Somehow Lawrence and Sara didn’t come across each other. Aaron didn’t think they were avoiding each other, yet they never seemed to meet. It was impossible to tell which was avoiding the other. It seemed almost natural, the way they never happened to meet. But it bothered Aaron. It bothered him also that Sara didn’t seem interested in him. What had happened? Why had things changed so drastically?
The Samian said, “How are you, my friend?”
Aaron sat up. He had been spending more and more time recently lying down and contemplating the ceiling. Of late it had seemed that he had a great deal to think about. He wasn’t sure what it was, nor was it difficult. He felt very calm these days, and, in general, quite optimistic. But there was something else involved, too, and this was what the Samian was picking up. All was well with Aaron, especially since the nightmares had stopped. For a while the Samian had been nervous about his friend. Aaron had been muttering about tiny Samians rebelling against the larger ones. The Samian couldn’t imagine where his friend got such ideas.
“I’m fine,” Aaron told him.
The Samian could hear the guarded note. He was finding a number of curious things going on. There was quite a number of the six civilized species inside Alien City. They seemed to be intent on exploring. Yet they were imprecise as to what. At the entrance to Alien City, messages were piling up. Some of them were from the Council, who were bombarding Aaron with queries, as before they had questioned Lawrence. But Aaron, like his son, didn’t have time or inclination to answer. The Samian tried to talk him into replying. “These Council people, they’re going to think it odd.”
“I know,” Aaron said. “But it can’t be helped.”
“You could tell them something,” the Samian said. “It wouldn’t kill you, would it?”
“I don’t know,” Aaron said. “I’m not sure.”
The Samian began to wonder again if something were wrong with Aaron; perhaps, he thought, something was going wrong with everyone here. In fact, he had to ask himself if he were all right.
This sense of uneasiness went back to the humanoid centers. People were beginning to ask questions about Alien City. There had been no reply so far. Then Matthew, on behalf of the Council, told Aaron that they would have to come themselves, since Aaron couldn’t seem to get himself together.
“How do you feel about that?” the Samian asked.
“It’s probably for the best,” Aaron said. “There’s a lot going on here. In one sense, the original inhabitants of this city are not dead.”
“Is that a fact?” the Samian said.
“Oh, yes. Haven’t you figured it out yet?”
“I’m afraid not,” the Samian said. “But then, we Samians are the second most recent and least sensitive members of the civilized races.”
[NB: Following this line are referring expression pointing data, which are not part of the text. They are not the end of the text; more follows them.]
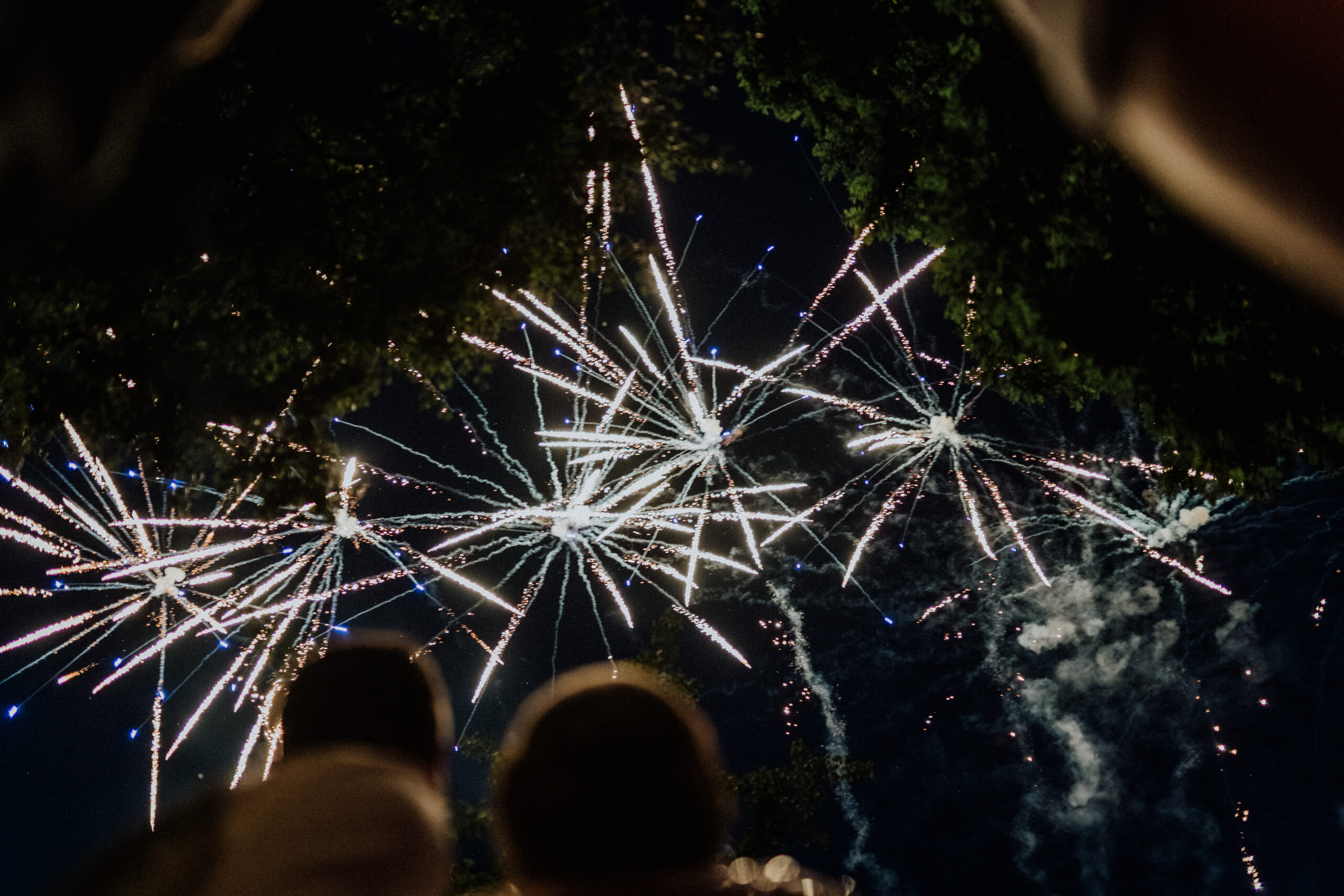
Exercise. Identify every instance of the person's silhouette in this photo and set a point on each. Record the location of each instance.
(354, 808)
(611, 782)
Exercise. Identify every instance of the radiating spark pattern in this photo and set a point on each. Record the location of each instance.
(589, 522)
(925, 424)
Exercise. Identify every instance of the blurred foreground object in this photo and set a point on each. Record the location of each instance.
(611, 784)
(77, 85)
(347, 821)
(1232, 109)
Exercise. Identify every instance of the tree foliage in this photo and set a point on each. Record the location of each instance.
(1086, 282)
(343, 179)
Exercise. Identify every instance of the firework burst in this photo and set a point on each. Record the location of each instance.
(924, 426)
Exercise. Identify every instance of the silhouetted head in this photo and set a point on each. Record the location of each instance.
(370, 692)
(608, 777)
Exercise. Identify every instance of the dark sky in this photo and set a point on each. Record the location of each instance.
(1126, 790)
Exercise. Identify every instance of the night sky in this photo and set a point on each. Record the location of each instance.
(1126, 789)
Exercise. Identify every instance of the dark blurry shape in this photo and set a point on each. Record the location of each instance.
(175, 859)
(371, 692)
(1230, 108)
(337, 823)
(78, 81)
(611, 782)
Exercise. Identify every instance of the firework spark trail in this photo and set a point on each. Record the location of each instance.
(147, 559)
(596, 516)
(934, 430)
(836, 743)
(154, 559)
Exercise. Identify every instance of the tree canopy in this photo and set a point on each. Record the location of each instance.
(1086, 284)
(332, 193)
(340, 182)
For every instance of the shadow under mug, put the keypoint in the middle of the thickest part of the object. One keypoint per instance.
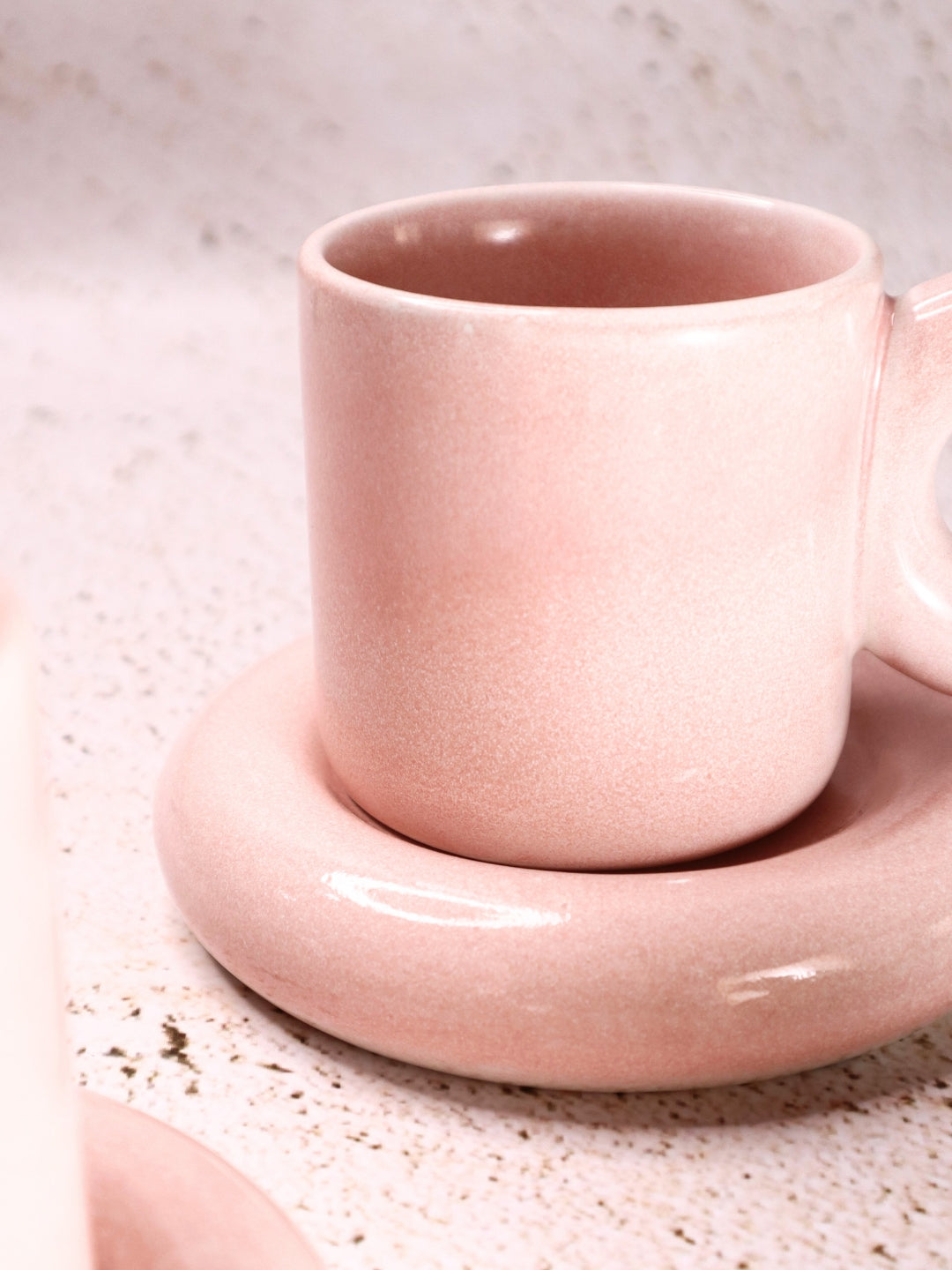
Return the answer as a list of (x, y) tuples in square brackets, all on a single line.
[(607, 485)]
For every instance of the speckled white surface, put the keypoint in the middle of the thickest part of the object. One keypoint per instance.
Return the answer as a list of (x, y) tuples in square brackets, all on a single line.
[(160, 167)]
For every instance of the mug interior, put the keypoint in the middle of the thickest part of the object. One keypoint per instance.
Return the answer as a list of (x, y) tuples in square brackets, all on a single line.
[(593, 247)]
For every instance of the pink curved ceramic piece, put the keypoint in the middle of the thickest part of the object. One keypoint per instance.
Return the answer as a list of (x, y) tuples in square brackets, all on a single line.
[(161, 1201), (587, 488), (825, 938), (42, 1208)]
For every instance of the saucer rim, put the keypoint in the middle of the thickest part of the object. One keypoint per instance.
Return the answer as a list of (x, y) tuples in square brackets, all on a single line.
[(843, 964)]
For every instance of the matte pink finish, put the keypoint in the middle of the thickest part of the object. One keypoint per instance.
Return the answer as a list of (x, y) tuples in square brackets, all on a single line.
[(822, 940), (161, 1201), (587, 493), (42, 1206)]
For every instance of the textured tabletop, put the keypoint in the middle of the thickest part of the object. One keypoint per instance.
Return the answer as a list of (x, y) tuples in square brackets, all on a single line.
[(160, 164), (152, 508)]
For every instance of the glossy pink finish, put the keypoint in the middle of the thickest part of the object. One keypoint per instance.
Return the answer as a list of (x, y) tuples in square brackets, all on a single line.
[(825, 938), (42, 1206), (587, 496), (160, 1201)]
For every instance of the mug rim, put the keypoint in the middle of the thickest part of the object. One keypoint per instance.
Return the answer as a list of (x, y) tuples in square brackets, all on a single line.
[(315, 268)]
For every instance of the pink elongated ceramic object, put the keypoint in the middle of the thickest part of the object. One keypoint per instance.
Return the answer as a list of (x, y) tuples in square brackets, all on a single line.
[(824, 938), (160, 1201), (607, 487), (112, 1189), (42, 1206)]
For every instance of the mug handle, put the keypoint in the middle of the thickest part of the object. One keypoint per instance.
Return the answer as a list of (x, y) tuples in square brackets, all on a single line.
[(908, 568)]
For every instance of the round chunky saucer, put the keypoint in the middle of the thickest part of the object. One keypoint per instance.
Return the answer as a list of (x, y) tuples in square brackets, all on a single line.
[(158, 1200), (827, 938)]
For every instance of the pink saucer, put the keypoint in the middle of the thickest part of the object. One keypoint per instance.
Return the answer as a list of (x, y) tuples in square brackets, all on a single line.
[(160, 1201), (824, 938)]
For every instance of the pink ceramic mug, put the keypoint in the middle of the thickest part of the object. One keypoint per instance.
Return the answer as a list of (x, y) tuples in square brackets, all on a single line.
[(607, 485)]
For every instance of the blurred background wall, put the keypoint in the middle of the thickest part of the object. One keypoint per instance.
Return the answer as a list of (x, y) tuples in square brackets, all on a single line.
[(138, 132)]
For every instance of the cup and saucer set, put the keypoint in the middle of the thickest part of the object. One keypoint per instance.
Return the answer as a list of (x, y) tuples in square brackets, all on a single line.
[(621, 756)]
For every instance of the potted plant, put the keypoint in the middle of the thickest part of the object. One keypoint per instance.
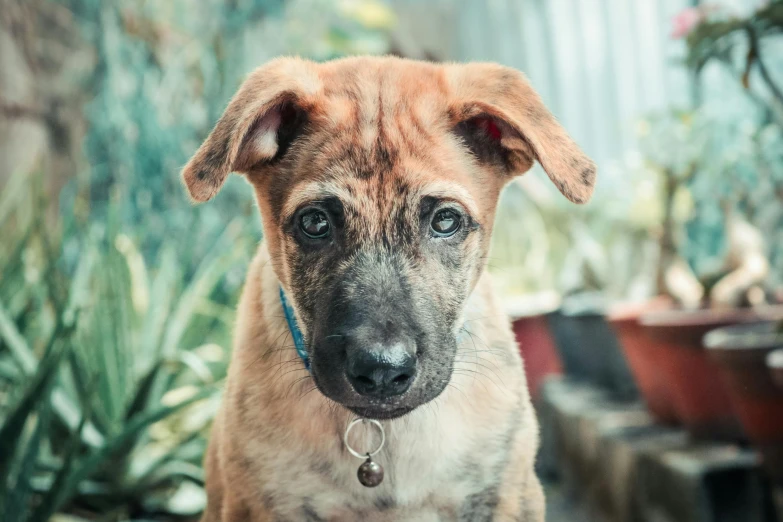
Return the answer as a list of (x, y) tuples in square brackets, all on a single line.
[(775, 365), (742, 353), (529, 321), (586, 343), (725, 169)]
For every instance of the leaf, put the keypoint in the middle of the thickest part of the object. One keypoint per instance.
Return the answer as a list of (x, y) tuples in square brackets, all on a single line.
[(16, 343), (59, 487), (120, 442), (20, 493), (140, 400), (10, 432)]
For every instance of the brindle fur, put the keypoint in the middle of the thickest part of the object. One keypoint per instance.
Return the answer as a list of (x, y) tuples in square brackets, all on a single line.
[(381, 140)]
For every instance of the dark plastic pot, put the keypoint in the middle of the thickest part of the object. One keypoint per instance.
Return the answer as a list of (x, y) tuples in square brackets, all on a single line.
[(641, 356), (528, 319), (588, 347), (741, 353), (700, 396)]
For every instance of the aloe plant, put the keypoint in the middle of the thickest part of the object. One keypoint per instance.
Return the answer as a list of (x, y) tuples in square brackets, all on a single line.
[(108, 376)]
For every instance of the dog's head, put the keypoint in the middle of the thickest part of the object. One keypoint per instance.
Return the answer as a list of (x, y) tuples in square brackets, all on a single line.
[(377, 180)]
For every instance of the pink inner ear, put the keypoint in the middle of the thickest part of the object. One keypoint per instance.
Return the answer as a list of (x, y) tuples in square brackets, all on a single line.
[(490, 127)]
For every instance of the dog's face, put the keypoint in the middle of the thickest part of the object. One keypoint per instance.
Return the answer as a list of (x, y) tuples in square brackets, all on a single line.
[(377, 180)]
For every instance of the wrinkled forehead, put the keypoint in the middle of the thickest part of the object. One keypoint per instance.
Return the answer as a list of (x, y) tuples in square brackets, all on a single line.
[(381, 198), (381, 140)]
It is curious how the other civilized species, with the exception of the Samians, have been reacting to Alien City. More and more of them have been coming to Myryx. There is a considerable colony scattered over several square miles outside Alien City. Each species has set up its own life-style. There is a certain penalty against some of them; the fliers, because the atmosphere lacks neon, the Cephallonians and the others because of their own limitations. Myryx is basically an oxygen-breather’s place with light gravity. The others have had to struggle along as well as they could. Special constructions have been set up. An entire water world was set up by the Cephallonians. Some of the fliers, the Crotonites, have set up special habitats. Within a sealed district, they have been able to increase the thickness of the atmosphere so that it affords some lift for their wings. There’s little they can do about the lessened gravity, however. Yet the planet of Myryx is forgiving even in that, as they seem to adapt to it. This is the closest to a universal planet for all species that has yet been found. Only the Samians have been staying away.
Octano Halfbarr, the Samian, has been alarmed by all this. He intends to inform his people that it’s not safe in this place.
“Hello? Gwinfar?”
Neutronic communication is so close to simultaneous that only a quibbler would say it isn’t immediate. Octano finally is able to speak with his clan chief, Gwinfar.
“What’s going on in this world?” Gwinfar asked.
“It worries me,” Octano said. “None of the other races seem to think much about it. At first they were really interested in investigating me.”
“Whatever for?”
“They seem to have some sort of delusional system going. Or maybe it’s the effect of Myryx.”
“What sort of delusional system?”
“They feel that we Samians are harboring some deep secret.”
“Hah! If only we were!”
“Yes, that’s exactly how I feel. But they don’t seem to understand that we’re just about as simple as we seem. They look for some kind of mystery about us.”
“Does it seem to correspond to what they call ‘paranoid thinking’?”
“I didn’t want to say it, but yes, it does,” Octano replied.
Back at the Council meeting room on the main planet of the Minieri system, Matthew was alarmed. Later he could trace the precise beginning of his concern. It was when the Samian sent his report in and asked for assistance.
“He must have directed his message through the wrong channel,” St.-Fleur said. “Why should a Samian request this meeting of us?”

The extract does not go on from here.